Was Weltbürgern nicht gefällt

Peter Bulke/   Nach dem Brand in der Kathedrale Notre-Dame in Paris hatte Staatspräsident Macron den Wiederaufbau mit einer kleinen „zeitgenössischen architektonischen Geste“ (BZ, 21. 12.) verändern wollen. Doch nach zahlreichen Protesten entschied er, den Turm in der ursprünglichen Form aufbauen zu lasssen. Das Bauwerk ist – wie auch einige andere – eng mit dem Identitätsgefühl traditionsbewusster Franzosen verbunden. – Entsprechendes gilt für die Erlöser-Kathedrale in Moskau, die 1931 auf Stalins Befehl gesprengt wurde. 1990 begann eine Stiftung Geld für den Wiederaufbau zu sammeln. Und im Jahr 2000 konnte die originalgetreu aufgebaute orthodoxe Kirche eingeweiht werden.

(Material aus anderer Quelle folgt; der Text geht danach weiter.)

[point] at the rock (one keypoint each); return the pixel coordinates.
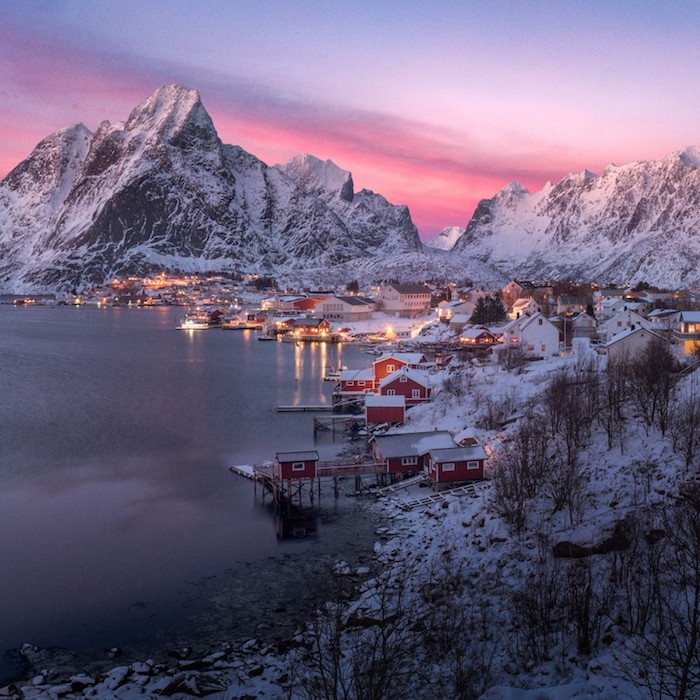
(116, 677)
(81, 681)
(181, 653)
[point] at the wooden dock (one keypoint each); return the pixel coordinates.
(333, 422)
(438, 496)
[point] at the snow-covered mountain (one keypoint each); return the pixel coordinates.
(446, 239)
(630, 223)
(161, 191)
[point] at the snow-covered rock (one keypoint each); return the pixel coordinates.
(630, 223)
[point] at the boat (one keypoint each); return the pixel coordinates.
(193, 322)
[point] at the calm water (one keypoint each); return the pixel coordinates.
(120, 524)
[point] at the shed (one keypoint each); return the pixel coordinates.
(448, 465)
(297, 465)
(384, 409)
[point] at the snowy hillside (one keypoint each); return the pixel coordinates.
(630, 223)
(161, 191)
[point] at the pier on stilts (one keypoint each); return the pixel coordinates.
(290, 492)
(333, 423)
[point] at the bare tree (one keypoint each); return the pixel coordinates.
(651, 382)
(665, 659)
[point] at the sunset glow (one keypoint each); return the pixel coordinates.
(432, 106)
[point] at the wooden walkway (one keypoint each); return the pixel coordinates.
(412, 481)
(437, 497)
(333, 422)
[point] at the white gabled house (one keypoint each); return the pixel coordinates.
(524, 306)
(620, 322)
(536, 335)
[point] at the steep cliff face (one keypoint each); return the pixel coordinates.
(630, 223)
(161, 191)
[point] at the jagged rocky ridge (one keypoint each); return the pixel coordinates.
(161, 191)
(631, 223)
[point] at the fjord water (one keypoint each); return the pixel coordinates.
(120, 524)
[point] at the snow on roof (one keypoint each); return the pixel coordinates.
(475, 332)
(373, 400)
(354, 375)
(635, 328)
(407, 444)
(457, 454)
(307, 456)
(410, 358)
(415, 375)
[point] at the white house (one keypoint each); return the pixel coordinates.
(688, 332)
(629, 342)
(405, 300)
(345, 308)
(524, 306)
(536, 335)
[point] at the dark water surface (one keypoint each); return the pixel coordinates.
(120, 524)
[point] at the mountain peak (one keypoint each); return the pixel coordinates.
(317, 176)
(690, 156)
(177, 113)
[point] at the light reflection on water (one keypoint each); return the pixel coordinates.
(116, 432)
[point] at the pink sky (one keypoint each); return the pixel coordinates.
(434, 107)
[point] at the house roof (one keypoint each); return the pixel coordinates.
(457, 454)
(356, 301)
(373, 400)
(690, 316)
(410, 358)
(410, 444)
(307, 456)
(410, 289)
(636, 328)
(476, 332)
(415, 375)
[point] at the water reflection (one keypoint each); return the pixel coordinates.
(116, 431)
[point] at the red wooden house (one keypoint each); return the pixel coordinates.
(311, 327)
(412, 384)
(297, 465)
(388, 364)
(406, 452)
(453, 464)
(355, 381)
(384, 409)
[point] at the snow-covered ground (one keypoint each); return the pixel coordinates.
(456, 560)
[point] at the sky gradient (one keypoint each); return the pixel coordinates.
(434, 105)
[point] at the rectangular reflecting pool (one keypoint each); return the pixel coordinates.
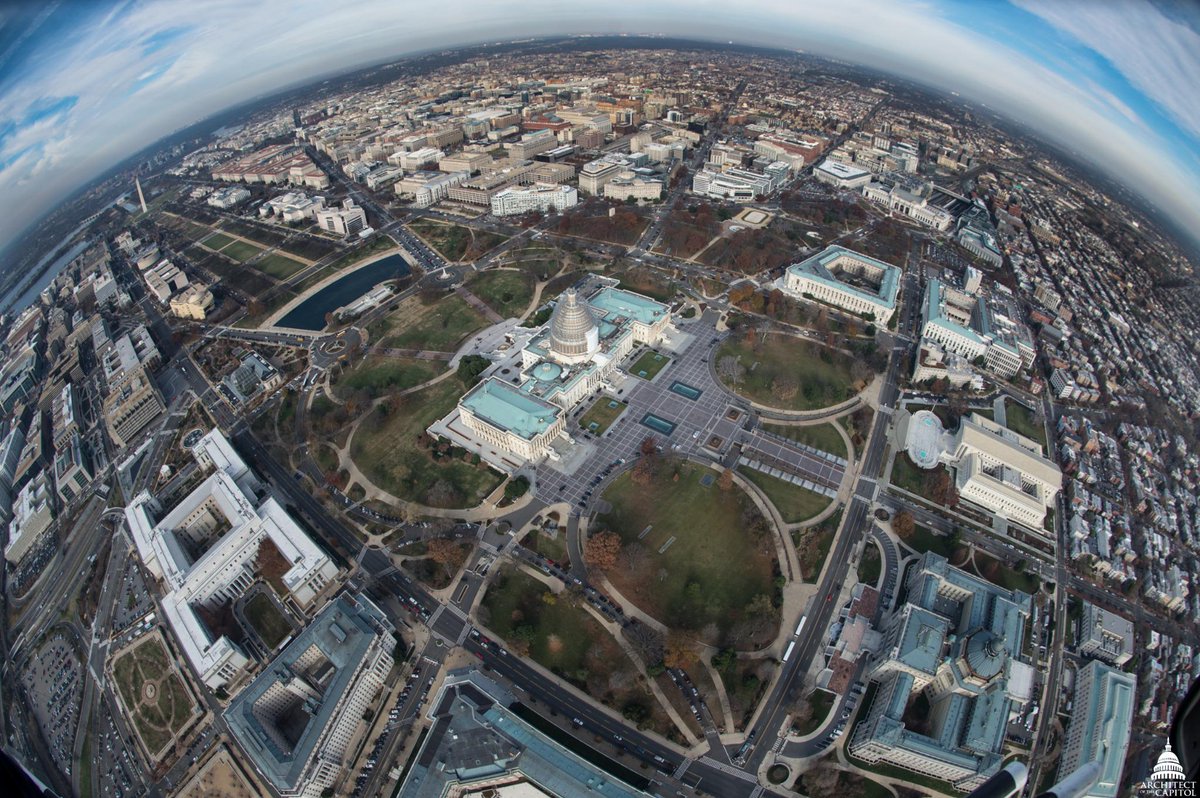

Beim wieder aufgebauten Berliner Schloss ist zu wünschen, dass es ein wenig dazu beiträgt, das Bewusstsein für unsere historischen Wurzeln zu fördern. Dieses größte barocke Schloss nördlich der Alpen wurde ab 1699 gebaut – unter dem brandenburgischen Kurfürsten, der 1701 in Königsberg als Friedrich I zum ersten König in Preußen gekrönt wurde. Später, im 19. Jahrhundert, kam auf Initiative von Friedrich-Wilhelm IV vor allem die Kuppel hinzu. Im zweiten Weltkrieg durch Bomben stark beschädigt wurde das Schloss 1950 auf Befehl Ulbrichts gesprengt. Der Wiederaufbau kostete 700 Mill. €. Das völlig neu gestaltete Innere beherbergt das Humboldt-Forum mit weltweiten Sammlungen. Dessen Verantwortliche und andere Weltbürger, Negativpatrioten, Vergangenheitsbewältiger und sonstige politische Linkskräfte stören sich an dem Kreuz auf der Kuppelspitze und an dem Spruchband an der Kuppel, dessen Text aus dem Neuen Testment mit folgenden Worten endet: Dasin dem Namen Jesu sich sich beugen sollen aller derer Knie, die im Himmel und auf Erden und unter der Erde sind – aus christlicher Sicht etwas Selbstverständliches. Aber weltweit sind Christen in der Minderheit, und das Forum will ein weltoffener, demokratischer Debattenort werden. Das Spruchband soll deshalb durch eine Lichtinstallation mit anderem Text überstrahlt werden. Und auf der großen Dachterrasse sind neben der Kuppel zwei Tafeln geplant, auf denen es u. a. heißt: Alle Institutionen im Humboldt-Forum distanzieren sich ausdrücklich von dem Allgemeingültigkeits- und Herrschaftsanspruch des Christentums. Man sollte es kaum glauben, dass der evangelische Berliner Bischof Christian Stäblin sich schon 2020 im ähnlichen Sinne geäußert hat. Muslime können sich amüsieren. Die richtige Antwort kam vom katholischen Berliner Erzbischof Heiner Koch: Der der Spruchbandtext betone, dass die Menschen sich nur vor Gott verbeugen und keiner irdischen Macht diese Ehre erweisen sollen – welche Freiheit spricht aus diesen Worten! Unabhängig von dieser Aussage ist es absurd, ein aus künstlerischen und historischen Gründen wieder hergestelltes Bauwerk aus ideologischen Gründen verändern zu wollen. Auch den zahlreichen privaten Förderern, die ca. 100 Mill. € zusammengebracht haben, ging es um eine korrekte Wiederherstellung der äußeren Erscheinung des Schlosses.